The Nature and Purpose of the Universe is a play written by Christopher Durang, first produced in 1975 at Direct Theatre directed by Allen B. Belknap. The cast featured Justin Rashid, Lynnie Godfrey, James Nesbit Clark, Anne DeSalvo, David Wilborn, Nick Hardin Mariano and Lars Kampmann. The work is an absurdist comedy concerning the irony of Catholic dogma, a theme visited in other Durang plays, including Sister Mary Ignatius Explains It All For You, Laughing Wild, and The Marriage of Bette and Boo. Nature and Purpose deals primarily with an unhappy housewife's religious faith being tested by nightmarish circumstances which church dogma teaches she must willingly endure.

==Productions==
The Nature and Purpose of the Universe was produced by the Direct Theatre at the Wonder Horse Theatre, New York, on February 21, 1979. Directed by Allen B. Belknap, the cast featured Ellen Greene as Eleanor Mann, Tom Bade as Steve Mann, Ethan Phillips as Donald Mann, Chris Ceraso as Gary Mann, and Eric Weitz as Andy Mann.

== Plot ==
Two "agents of God" explain the nature and purpose of the universe to the audience, using the Mann family of suburban New Jersey for illustration. At the center of the story is Eleanor, a sweet, sad housewife horribly treated by her husband Steve and most every other character in the play, most of whom are actually the "agents of God" in disguise. Eleanor's oldest son Donald is a drug addict, a dealer, and a pimp, middle son Gary an angry homosexual, and youngest son Andy has lost his penis in a reaper accident.

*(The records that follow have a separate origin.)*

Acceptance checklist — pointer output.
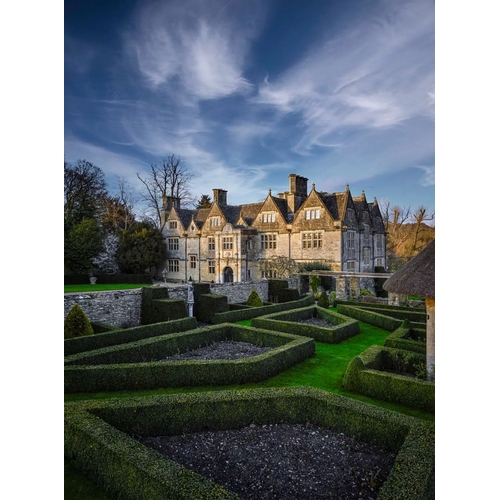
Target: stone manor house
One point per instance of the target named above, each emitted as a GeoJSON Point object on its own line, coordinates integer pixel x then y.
{"type": "Point", "coordinates": [228, 243]}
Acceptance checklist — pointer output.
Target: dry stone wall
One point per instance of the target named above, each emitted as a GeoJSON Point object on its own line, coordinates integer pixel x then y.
{"type": "Point", "coordinates": [123, 308]}
{"type": "Point", "coordinates": [119, 308]}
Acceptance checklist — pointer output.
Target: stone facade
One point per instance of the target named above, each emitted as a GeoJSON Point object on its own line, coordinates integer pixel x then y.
{"type": "Point", "coordinates": [227, 243]}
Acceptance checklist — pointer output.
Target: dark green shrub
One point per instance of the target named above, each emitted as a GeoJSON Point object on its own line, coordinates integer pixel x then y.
{"type": "Point", "coordinates": [98, 438]}
{"type": "Point", "coordinates": [288, 295]}
{"type": "Point", "coordinates": [371, 317]}
{"type": "Point", "coordinates": [123, 336]}
{"type": "Point", "coordinates": [323, 300]}
{"type": "Point", "coordinates": [252, 312]}
{"type": "Point", "coordinates": [365, 375]}
{"type": "Point", "coordinates": [208, 305]}
{"type": "Point", "coordinates": [164, 310]}
{"type": "Point", "coordinates": [76, 324]}
{"type": "Point", "coordinates": [141, 365]}
{"type": "Point", "coordinates": [314, 266]}
{"type": "Point", "coordinates": [342, 327]}
{"type": "Point", "coordinates": [314, 282]}
{"type": "Point", "coordinates": [274, 286]}
{"type": "Point", "coordinates": [254, 299]}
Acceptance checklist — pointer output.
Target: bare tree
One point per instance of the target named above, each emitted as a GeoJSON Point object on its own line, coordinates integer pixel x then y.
{"type": "Point", "coordinates": [169, 178]}
{"type": "Point", "coordinates": [120, 214]}
{"type": "Point", "coordinates": [420, 217]}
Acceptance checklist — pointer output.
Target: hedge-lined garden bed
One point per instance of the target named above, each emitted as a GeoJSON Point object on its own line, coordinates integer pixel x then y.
{"type": "Point", "coordinates": [136, 365]}
{"type": "Point", "coordinates": [382, 320]}
{"type": "Point", "coordinates": [117, 336]}
{"type": "Point", "coordinates": [416, 315]}
{"type": "Point", "coordinates": [99, 438]}
{"type": "Point", "coordinates": [378, 373]}
{"type": "Point", "coordinates": [253, 312]}
{"type": "Point", "coordinates": [342, 327]}
{"type": "Point", "coordinates": [407, 337]}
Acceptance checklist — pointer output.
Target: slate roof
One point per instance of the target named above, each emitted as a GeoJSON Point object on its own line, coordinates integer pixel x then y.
{"type": "Point", "coordinates": [231, 213]}
{"type": "Point", "coordinates": [417, 276]}
{"type": "Point", "coordinates": [200, 216]}
{"type": "Point", "coordinates": [185, 216]}
{"type": "Point", "coordinates": [334, 203]}
{"type": "Point", "coordinates": [250, 211]}
{"type": "Point", "coordinates": [282, 206]}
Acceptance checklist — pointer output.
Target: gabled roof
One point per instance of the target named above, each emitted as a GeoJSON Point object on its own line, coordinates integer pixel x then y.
{"type": "Point", "coordinates": [185, 216]}
{"type": "Point", "coordinates": [231, 213]}
{"type": "Point", "coordinates": [250, 211]}
{"type": "Point", "coordinates": [417, 276]}
{"type": "Point", "coordinates": [200, 216]}
{"type": "Point", "coordinates": [376, 217]}
{"type": "Point", "coordinates": [282, 207]}
{"type": "Point", "coordinates": [333, 203]}
{"type": "Point", "coordinates": [360, 206]}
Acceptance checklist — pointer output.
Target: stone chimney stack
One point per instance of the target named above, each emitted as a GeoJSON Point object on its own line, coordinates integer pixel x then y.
{"type": "Point", "coordinates": [298, 192]}
{"type": "Point", "coordinates": [220, 196]}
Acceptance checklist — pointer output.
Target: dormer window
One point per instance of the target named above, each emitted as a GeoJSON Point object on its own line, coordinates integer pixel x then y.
{"type": "Point", "coordinates": [269, 217]}
{"type": "Point", "coordinates": [312, 214]}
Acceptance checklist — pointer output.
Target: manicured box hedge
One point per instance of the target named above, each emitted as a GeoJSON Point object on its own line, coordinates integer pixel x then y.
{"type": "Point", "coordinates": [365, 376]}
{"type": "Point", "coordinates": [288, 295]}
{"type": "Point", "coordinates": [123, 336]}
{"type": "Point", "coordinates": [99, 438]}
{"type": "Point", "coordinates": [416, 315]}
{"type": "Point", "coordinates": [208, 305]}
{"type": "Point", "coordinates": [157, 306]}
{"type": "Point", "coordinates": [371, 317]}
{"type": "Point", "coordinates": [252, 312]}
{"type": "Point", "coordinates": [402, 338]}
{"type": "Point", "coordinates": [136, 366]}
{"type": "Point", "coordinates": [342, 327]}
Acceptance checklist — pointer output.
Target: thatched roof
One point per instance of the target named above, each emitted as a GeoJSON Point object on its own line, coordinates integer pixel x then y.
{"type": "Point", "coordinates": [416, 277]}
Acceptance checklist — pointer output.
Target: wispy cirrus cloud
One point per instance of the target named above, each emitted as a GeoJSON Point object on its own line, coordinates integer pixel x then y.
{"type": "Point", "coordinates": [373, 77]}
{"type": "Point", "coordinates": [202, 45]}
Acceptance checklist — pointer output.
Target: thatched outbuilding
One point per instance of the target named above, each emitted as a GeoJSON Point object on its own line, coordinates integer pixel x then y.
{"type": "Point", "coordinates": [417, 277]}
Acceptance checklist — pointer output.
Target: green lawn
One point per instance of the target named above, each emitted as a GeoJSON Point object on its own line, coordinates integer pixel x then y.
{"type": "Point", "coordinates": [102, 287]}
{"type": "Point", "coordinates": [324, 370]}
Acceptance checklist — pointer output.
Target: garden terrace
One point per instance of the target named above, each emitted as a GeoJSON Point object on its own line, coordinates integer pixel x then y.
{"type": "Point", "coordinates": [243, 314]}
{"type": "Point", "coordinates": [123, 336]}
{"type": "Point", "coordinates": [382, 373]}
{"type": "Point", "coordinates": [294, 321]}
{"type": "Point", "coordinates": [407, 337]}
{"type": "Point", "coordinates": [138, 365]}
{"type": "Point", "coordinates": [99, 438]}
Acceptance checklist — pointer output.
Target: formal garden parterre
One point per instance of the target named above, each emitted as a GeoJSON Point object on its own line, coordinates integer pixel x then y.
{"type": "Point", "coordinates": [415, 453]}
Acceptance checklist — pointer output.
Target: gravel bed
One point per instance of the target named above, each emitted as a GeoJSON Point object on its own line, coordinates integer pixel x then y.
{"type": "Point", "coordinates": [227, 349]}
{"type": "Point", "coordinates": [282, 462]}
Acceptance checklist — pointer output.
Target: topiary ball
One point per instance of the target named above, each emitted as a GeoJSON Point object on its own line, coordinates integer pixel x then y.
{"type": "Point", "coordinates": [254, 299]}
{"type": "Point", "coordinates": [323, 300]}
{"type": "Point", "coordinates": [77, 324]}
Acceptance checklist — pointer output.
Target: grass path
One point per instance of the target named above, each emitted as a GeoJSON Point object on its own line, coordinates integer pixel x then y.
{"type": "Point", "coordinates": [325, 370]}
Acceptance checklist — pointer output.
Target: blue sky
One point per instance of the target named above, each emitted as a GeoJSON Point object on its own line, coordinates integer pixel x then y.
{"type": "Point", "coordinates": [341, 92]}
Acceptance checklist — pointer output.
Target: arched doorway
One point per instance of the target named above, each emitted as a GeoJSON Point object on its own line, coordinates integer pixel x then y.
{"type": "Point", "coordinates": [228, 275]}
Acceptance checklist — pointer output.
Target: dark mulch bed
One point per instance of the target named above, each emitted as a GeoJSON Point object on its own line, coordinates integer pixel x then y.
{"type": "Point", "coordinates": [227, 349]}
{"type": "Point", "coordinates": [281, 461]}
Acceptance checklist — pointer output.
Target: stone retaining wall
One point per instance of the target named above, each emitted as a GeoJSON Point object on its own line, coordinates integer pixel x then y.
{"type": "Point", "coordinates": [119, 308]}
{"type": "Point", "coordinates": [123, 308]}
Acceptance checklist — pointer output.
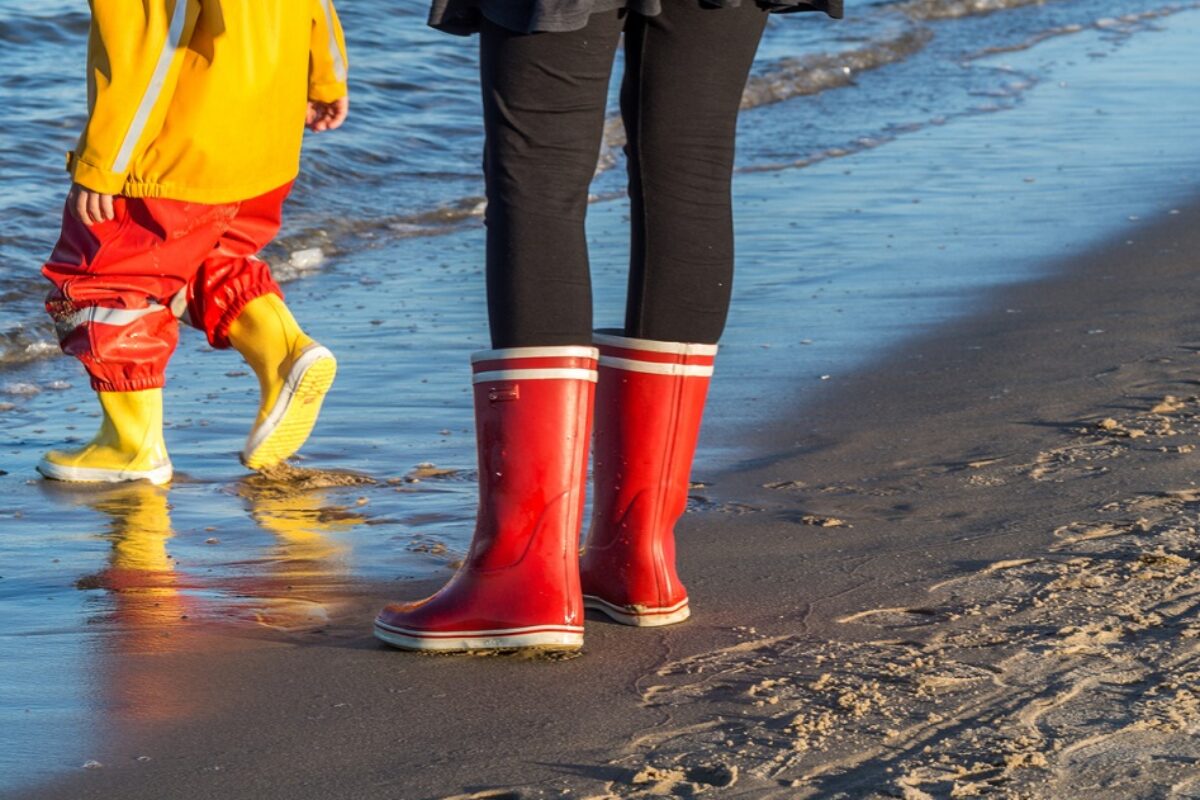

When it seems to Eleanor that there isn't any hope for escape from her miserable existence, a door-to-door brush salesman professes his love for her and promises he'll return to carry her away forever; however, the salesman is actually one of the agents of God once again testing Eleanor's threshold for misery. After numerous trials and tribulations (including a sadistic rape) the revelation that the brush salesman was lying, and a Papal assassination, the family finds itself exiled in Iceland, where it appears Eleanor's nightmare will only continue.